양재헌(Jae Heon Yang),나성범(Sung Bum La),김영일(Young Il Kim),김남순(Nam Soon Kim) 대한약학회 2000 약학회지 Vol.44 No.5
Microspheres of felodipine, which is one of the calcium channel blocker, using a mixture of Eudragit(R) RL, L, E, and cellulose on the base of Eudragit(R) RS were investigated. Cremophor(R) was added to each preparation of polymers in order to increase the release of felodipine from microspheres. Felodipine-loaded microspheres were prepared by a solvent evaporation method, which is based on dispersion of methylene chloride containing felodipine and polymers in 0.5 w/v% polyvinyl alcohol solution. The average diameter based on the size distribution of the felodipine-loaded microspheres was observed to be ca. 40-55mcm. A good and smooth surface were showed in all types of the microspheres.

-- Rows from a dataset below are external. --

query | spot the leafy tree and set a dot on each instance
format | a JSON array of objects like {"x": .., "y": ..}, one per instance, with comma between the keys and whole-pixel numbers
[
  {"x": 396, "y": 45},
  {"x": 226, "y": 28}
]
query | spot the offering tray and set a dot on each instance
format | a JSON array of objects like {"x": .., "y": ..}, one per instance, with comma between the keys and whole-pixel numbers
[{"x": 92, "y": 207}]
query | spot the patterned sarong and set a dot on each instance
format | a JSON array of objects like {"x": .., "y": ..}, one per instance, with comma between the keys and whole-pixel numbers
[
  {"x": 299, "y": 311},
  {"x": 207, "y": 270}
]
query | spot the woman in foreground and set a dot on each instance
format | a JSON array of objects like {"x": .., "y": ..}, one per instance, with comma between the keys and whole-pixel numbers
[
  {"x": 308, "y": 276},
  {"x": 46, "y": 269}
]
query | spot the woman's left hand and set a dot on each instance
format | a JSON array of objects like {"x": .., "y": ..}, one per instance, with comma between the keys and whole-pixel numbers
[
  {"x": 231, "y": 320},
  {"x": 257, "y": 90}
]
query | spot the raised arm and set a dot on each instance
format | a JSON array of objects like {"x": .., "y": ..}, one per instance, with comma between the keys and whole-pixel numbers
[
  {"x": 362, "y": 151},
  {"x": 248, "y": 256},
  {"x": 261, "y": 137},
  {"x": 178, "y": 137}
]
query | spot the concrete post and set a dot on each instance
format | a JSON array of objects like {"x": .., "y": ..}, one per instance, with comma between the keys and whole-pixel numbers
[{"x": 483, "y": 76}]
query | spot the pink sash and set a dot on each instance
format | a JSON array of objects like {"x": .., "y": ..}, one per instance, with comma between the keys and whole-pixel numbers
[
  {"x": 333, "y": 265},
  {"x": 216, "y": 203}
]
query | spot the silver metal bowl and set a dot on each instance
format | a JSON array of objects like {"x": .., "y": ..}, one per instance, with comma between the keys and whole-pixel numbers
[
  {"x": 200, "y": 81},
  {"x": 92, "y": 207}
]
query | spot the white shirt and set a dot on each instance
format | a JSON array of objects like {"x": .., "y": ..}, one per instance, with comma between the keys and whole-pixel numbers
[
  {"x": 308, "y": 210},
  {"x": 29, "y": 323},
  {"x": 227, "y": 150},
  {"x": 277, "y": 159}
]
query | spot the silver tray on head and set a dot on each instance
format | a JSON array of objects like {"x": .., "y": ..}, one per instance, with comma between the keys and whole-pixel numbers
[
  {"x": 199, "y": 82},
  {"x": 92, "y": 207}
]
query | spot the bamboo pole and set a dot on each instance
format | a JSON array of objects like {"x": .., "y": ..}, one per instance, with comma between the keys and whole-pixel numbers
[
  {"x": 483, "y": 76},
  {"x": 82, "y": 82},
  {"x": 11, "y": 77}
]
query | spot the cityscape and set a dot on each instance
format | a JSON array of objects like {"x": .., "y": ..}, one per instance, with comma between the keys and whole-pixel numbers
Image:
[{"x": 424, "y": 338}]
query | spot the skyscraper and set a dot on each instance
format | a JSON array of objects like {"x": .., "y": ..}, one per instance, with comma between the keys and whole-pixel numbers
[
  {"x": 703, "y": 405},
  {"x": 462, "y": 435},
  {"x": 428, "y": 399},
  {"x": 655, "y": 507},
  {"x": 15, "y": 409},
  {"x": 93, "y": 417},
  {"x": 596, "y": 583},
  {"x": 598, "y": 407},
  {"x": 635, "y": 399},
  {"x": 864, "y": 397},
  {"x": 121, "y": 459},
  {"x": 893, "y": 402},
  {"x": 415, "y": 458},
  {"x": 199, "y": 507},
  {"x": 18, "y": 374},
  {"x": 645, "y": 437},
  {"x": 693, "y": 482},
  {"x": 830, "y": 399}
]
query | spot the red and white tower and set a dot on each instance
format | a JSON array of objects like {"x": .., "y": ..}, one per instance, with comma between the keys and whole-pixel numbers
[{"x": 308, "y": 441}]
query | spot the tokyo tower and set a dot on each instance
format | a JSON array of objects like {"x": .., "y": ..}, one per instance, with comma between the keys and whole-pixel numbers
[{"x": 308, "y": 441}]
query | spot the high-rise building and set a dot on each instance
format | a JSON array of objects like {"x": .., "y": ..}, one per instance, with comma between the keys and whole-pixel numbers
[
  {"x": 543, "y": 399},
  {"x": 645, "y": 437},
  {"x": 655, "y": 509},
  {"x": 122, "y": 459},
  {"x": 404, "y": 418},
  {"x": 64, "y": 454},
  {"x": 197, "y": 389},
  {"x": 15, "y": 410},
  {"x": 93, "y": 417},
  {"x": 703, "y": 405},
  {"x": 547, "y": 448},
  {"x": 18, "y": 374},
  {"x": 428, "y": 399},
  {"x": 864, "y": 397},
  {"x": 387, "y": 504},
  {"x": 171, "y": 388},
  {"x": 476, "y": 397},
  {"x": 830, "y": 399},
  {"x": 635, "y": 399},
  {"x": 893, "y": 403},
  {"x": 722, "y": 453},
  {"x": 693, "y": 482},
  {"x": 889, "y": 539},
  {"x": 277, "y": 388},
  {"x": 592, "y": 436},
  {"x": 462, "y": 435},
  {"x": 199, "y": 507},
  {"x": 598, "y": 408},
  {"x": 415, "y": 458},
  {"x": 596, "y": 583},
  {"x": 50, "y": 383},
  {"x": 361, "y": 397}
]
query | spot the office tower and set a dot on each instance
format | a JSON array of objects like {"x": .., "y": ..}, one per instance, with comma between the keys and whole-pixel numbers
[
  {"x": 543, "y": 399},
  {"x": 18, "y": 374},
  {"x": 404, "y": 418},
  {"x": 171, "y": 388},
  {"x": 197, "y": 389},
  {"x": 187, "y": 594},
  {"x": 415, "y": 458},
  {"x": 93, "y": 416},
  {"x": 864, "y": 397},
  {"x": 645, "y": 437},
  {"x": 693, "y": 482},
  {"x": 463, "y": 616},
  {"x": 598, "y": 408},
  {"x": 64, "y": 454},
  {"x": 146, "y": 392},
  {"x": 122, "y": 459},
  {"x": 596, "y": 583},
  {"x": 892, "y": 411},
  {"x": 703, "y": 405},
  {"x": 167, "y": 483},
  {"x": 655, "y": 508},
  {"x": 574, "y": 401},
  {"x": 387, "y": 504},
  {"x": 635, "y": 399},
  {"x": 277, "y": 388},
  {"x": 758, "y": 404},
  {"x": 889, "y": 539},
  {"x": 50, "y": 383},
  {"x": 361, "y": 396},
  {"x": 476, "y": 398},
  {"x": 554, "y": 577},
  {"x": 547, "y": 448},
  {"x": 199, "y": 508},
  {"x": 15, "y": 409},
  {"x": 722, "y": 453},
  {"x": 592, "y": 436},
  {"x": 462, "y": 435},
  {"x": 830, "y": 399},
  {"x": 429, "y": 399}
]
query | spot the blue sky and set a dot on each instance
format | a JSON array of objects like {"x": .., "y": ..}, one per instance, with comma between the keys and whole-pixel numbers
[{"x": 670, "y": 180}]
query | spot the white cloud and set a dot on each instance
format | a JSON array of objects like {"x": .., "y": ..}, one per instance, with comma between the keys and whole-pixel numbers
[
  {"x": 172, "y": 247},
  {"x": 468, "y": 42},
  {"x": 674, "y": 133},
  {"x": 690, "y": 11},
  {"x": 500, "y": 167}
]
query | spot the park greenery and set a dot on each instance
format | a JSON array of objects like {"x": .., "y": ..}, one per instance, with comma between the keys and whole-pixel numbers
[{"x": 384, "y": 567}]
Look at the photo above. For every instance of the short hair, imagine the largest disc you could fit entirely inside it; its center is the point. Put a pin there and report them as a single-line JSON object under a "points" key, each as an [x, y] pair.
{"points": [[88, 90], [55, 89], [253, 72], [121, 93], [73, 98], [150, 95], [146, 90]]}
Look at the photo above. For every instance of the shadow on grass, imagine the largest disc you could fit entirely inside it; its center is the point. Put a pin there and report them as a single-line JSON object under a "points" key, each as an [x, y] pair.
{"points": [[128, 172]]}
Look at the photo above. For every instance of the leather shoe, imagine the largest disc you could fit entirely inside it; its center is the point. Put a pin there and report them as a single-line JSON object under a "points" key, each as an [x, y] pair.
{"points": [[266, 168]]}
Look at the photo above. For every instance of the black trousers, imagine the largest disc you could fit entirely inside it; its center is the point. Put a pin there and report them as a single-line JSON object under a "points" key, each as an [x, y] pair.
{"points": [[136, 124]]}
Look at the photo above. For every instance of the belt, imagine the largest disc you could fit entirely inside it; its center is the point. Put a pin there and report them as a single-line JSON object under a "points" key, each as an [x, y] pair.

The amount of felodipine loaded was over 90 w/w% in all types of microspheres. The dissolution profiles of felodipine from microspheres were similar with each type of polymer, and about a 60 w/w% of the total amount of felodipine loaded to microsphere was released within 7 hours. Dissolution rate of felodipine from the microsphere was increased by addition of Cremophor(R). After oral administration of the felodipine-loaded microspheres in PVA solution and felodipine alone in PEG solution to rats, respectively, the pharmacokinetic study revealed that (R)the Tmax values of the microspheres were observed in the range of 0.67-1.0hr while that of the felodipine solution was obtained 0.33hr. In addition, the AUC of the microspheres at 0 to 7hr was remarkably increased in comparison to that of felodipine solution. These results revealed that the microspheres based on Eudragit(R) RS could be a good candidate for the controlled release drug delivery system for felodipine.